Tuesday, September 27, 2016

2002 Winner, Nowhere in Africa



Nowhere in Africa

Director:  Caroline Link

Distributed by:  Zeitgeist Films

Released:  November 2002

Country:  Germany

A fish-out-water movie is generally a comedy in which the main character is taken out of his comfortable surroundings and plucked into a situation that baffles and frustrates him, usually ending with the hero realizing he fits in more than he thought.  Crocodille Dundee comes to mind:  Outback nature boy goes to New York City and takes 90 minutes or so to get used to it.  But these type of films don’t have to be comedies.  In Gran Torino, for instance, Clint Eastwood, a fairly racist and closed-minded curmudgeon (“Get off my lawn!”), after spending time with his Hmong neighbors, utters, “Son of a bitch. I've got more in common with these goddamned gooks than my own spoiled-rotten family.”
Fish out of water

Nowhere in Africa is essentially a non-comedic fish-out-of-water story.  The Redlich family are well-to-do Jews living in 1938 Germany.  Walter, the father, knows to get out while the getting is good—he moves to Kenya, of all places, and gets a job farming, and soon sends for his wife and daughter.  His wife Jettel enjoys it where she is and doesn’t really want to leave; the daughter, Regina, is more game.  The fish in this story is really Jettel, who at first tries to put on a brave face living in the Dark Continent.  But it doesn’t take very long before she takes a look and smell around the place and realizes the days of crisp apple strudels and schnitzel with noodles are over.  And she’s not happy about it, either.

Owuor and Regina
Regina makes friends with Owuor, the cook, who is a native Kenyan.  Some of the bright moments of this film involve this odd couple’s friendship, and his loyalty to the Redlich family.  Owuor is about as good a friend as the Redlichs could hope for, but Jettel can’t see past the fact that he’s African.

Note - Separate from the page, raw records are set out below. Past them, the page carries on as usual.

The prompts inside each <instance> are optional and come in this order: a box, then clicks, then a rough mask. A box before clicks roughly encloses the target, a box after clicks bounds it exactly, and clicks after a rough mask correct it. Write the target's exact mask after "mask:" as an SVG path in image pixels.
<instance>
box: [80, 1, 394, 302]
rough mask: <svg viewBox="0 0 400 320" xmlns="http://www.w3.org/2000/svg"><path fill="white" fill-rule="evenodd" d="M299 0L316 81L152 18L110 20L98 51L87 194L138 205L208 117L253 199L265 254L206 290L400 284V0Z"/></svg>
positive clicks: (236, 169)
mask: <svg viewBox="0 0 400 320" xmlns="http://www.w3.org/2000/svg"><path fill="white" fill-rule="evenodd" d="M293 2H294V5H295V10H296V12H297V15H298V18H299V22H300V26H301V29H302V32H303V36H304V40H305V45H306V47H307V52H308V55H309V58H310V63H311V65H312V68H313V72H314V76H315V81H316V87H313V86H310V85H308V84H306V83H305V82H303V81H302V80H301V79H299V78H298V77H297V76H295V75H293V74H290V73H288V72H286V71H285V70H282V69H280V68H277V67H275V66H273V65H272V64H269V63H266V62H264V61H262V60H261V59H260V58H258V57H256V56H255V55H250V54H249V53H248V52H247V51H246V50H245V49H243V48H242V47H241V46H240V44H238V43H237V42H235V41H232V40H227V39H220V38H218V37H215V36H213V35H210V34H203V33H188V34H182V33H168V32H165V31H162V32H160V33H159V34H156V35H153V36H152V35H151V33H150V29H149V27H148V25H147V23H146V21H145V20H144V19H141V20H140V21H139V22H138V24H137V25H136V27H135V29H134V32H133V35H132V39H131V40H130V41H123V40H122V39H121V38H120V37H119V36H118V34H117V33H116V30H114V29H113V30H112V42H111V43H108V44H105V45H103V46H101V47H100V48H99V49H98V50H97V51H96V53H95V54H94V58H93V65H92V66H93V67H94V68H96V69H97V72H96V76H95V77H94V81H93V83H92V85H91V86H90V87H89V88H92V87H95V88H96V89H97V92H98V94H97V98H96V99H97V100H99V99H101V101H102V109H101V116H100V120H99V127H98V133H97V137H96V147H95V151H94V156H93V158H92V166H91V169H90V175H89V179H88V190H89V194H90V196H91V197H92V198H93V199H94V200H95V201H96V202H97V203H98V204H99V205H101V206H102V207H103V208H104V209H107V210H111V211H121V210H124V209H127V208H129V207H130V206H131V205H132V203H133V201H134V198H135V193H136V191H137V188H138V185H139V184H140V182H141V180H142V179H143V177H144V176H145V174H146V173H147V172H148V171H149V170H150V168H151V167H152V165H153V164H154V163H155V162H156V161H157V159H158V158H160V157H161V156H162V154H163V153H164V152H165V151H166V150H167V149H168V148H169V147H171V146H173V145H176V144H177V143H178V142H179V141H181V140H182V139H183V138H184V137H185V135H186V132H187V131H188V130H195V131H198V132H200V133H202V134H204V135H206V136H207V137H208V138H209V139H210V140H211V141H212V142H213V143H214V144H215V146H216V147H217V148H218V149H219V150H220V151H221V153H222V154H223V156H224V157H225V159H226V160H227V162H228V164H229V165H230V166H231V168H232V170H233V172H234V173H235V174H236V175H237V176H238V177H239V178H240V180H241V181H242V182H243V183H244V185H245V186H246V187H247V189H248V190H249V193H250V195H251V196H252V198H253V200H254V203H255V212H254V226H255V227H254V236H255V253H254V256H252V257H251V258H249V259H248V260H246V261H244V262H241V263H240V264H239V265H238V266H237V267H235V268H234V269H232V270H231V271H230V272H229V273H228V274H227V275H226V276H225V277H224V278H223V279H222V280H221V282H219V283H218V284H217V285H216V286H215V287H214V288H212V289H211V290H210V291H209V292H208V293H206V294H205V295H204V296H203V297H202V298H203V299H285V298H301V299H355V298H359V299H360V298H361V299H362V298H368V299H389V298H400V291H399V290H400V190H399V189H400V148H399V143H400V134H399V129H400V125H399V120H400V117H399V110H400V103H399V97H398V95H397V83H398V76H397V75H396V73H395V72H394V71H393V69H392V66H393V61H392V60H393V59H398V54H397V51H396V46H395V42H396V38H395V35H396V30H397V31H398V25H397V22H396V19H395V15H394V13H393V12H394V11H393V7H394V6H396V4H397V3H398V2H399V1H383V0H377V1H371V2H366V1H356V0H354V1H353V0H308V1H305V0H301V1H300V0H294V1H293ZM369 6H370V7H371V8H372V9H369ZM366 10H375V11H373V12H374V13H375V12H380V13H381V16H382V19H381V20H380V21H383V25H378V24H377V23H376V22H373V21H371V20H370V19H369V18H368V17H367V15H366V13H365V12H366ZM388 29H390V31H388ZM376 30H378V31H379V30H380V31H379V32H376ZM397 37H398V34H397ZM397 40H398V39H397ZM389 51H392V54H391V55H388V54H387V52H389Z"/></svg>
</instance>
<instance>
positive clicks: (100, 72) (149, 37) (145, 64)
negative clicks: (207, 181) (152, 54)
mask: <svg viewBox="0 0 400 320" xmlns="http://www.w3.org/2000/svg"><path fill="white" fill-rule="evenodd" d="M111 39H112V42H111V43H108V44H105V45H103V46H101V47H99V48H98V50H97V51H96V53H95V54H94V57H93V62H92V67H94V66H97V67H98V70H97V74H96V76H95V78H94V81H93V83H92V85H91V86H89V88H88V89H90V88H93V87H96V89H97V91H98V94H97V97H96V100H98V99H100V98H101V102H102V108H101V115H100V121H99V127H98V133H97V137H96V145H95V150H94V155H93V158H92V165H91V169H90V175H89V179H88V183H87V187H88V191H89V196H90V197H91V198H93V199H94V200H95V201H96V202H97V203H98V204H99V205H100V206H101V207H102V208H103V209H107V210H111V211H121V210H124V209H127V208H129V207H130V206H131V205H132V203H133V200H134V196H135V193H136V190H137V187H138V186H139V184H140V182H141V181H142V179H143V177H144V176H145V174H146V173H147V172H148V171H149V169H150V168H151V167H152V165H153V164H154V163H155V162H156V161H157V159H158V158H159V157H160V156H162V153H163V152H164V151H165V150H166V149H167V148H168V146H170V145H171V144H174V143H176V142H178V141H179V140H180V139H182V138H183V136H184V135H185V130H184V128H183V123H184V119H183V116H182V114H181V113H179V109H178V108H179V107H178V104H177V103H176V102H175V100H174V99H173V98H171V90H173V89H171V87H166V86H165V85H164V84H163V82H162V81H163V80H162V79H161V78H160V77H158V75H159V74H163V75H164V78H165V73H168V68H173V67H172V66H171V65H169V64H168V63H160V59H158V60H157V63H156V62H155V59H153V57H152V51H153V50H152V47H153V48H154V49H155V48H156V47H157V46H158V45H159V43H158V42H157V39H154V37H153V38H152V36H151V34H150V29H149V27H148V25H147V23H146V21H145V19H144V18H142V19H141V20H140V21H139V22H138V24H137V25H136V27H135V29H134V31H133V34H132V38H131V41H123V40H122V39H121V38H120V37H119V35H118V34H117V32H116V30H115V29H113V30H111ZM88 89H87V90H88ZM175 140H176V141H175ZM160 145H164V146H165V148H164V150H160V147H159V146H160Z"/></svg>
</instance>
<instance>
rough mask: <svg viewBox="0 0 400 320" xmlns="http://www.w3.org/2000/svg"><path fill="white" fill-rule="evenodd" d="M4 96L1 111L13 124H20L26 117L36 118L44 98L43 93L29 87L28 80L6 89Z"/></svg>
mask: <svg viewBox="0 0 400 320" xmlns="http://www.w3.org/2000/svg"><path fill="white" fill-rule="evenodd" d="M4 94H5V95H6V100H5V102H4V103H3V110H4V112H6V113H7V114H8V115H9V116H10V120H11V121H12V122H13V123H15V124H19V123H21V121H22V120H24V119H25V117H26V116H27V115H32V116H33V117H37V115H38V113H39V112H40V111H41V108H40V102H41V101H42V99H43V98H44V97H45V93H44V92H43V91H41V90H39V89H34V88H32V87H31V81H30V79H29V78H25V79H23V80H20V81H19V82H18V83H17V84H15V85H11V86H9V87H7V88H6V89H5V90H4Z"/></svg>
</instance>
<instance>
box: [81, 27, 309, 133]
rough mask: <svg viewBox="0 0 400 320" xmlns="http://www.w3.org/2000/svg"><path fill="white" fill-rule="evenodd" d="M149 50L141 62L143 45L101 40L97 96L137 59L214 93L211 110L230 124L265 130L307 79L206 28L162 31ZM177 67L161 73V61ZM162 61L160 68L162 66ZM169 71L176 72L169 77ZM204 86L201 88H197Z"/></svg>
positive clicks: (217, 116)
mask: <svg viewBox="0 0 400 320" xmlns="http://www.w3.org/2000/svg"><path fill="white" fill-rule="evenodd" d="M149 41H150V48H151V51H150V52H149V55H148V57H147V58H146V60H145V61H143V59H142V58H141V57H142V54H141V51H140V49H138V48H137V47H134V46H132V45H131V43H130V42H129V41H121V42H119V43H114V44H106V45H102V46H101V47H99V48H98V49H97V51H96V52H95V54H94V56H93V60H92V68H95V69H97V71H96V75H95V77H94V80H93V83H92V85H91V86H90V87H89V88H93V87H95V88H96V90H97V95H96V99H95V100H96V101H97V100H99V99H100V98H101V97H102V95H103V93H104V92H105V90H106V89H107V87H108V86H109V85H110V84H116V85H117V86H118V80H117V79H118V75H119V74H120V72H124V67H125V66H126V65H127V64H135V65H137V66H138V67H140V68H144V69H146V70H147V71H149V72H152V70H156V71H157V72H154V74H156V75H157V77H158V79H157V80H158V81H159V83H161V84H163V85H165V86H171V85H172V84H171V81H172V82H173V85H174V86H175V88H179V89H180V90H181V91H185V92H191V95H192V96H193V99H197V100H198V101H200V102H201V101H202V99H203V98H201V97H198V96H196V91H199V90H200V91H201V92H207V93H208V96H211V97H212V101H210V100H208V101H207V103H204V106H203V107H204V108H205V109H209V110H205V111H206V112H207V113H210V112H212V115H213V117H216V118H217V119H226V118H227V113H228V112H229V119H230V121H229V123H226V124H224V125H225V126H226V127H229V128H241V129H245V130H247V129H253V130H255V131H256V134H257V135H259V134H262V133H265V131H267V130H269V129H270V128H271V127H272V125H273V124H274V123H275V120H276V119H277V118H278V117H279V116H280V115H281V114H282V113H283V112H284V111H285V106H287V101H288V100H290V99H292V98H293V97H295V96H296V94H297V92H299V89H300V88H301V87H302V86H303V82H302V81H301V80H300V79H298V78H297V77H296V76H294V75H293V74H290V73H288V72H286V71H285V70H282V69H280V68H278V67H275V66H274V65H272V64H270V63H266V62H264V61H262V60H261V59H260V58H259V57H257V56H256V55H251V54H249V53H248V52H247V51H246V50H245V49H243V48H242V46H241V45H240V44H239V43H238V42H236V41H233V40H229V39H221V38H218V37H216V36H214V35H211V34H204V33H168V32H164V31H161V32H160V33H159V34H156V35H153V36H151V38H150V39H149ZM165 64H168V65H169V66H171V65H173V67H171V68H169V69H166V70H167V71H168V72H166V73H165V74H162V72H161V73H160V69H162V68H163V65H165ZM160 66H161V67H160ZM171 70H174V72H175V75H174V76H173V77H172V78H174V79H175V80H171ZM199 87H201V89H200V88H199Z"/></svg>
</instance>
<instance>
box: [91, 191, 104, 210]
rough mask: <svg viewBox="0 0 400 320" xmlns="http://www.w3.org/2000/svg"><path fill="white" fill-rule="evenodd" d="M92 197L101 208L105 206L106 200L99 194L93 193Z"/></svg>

This film is rather epic in scope—we see Regina at three different ages as she grows up during World War II.  An amusing scene involves Regina’s stay at a British boarding school, preceded by a touching one in which Regina says goodbye to a native school-age friend she made in Kenya.   

Jettel:  "Willkommen, Bienvenue, Welcome, C'mon in!"
But Jettel’s story is the centerpiece here.  Jettel is pretty, tough, and will do what she has to in order to survive this ordeal.  And when I say do what she has to, I mean she is prepared to use her feminine assets to survive and earn the movie its R-rating.  Juliane Köhler (who played Eva Braun in the Hitler-in-the-bunker film from 2004, Downfall), is terrific in the role.  To me, the best performances in film involve a character who changes subtly from the beginning to the end of the story—like Pacino’s Michael Corleone, changing from innocent war veteran to mafia kingpin in The Godfather, so that at the end of the movie he almost seems like a different character than at the film's start. Or perhaps a better example is Tom Cruise in Rainman, gradually transforming from selfish egoist to caring brother.  This is that kind of performance.  Watching Jettel, born with a silver spoon in her mouth, adjust to living out of her German water is what makes this movie so enjoyable.

The Nazis were rude
The Title:  Nirgendwo in Afrika.  They are, after all, trying to hide there.

The Culture:  Ever wondered what 1940 Central Africa was like?  Here you go.

Agenda Danger:  The Nazis get a lot of bad portrayals in the Best Foreign Films.  But as Mel Brooks once opined, they were very rude, so they kind of did it to themselves.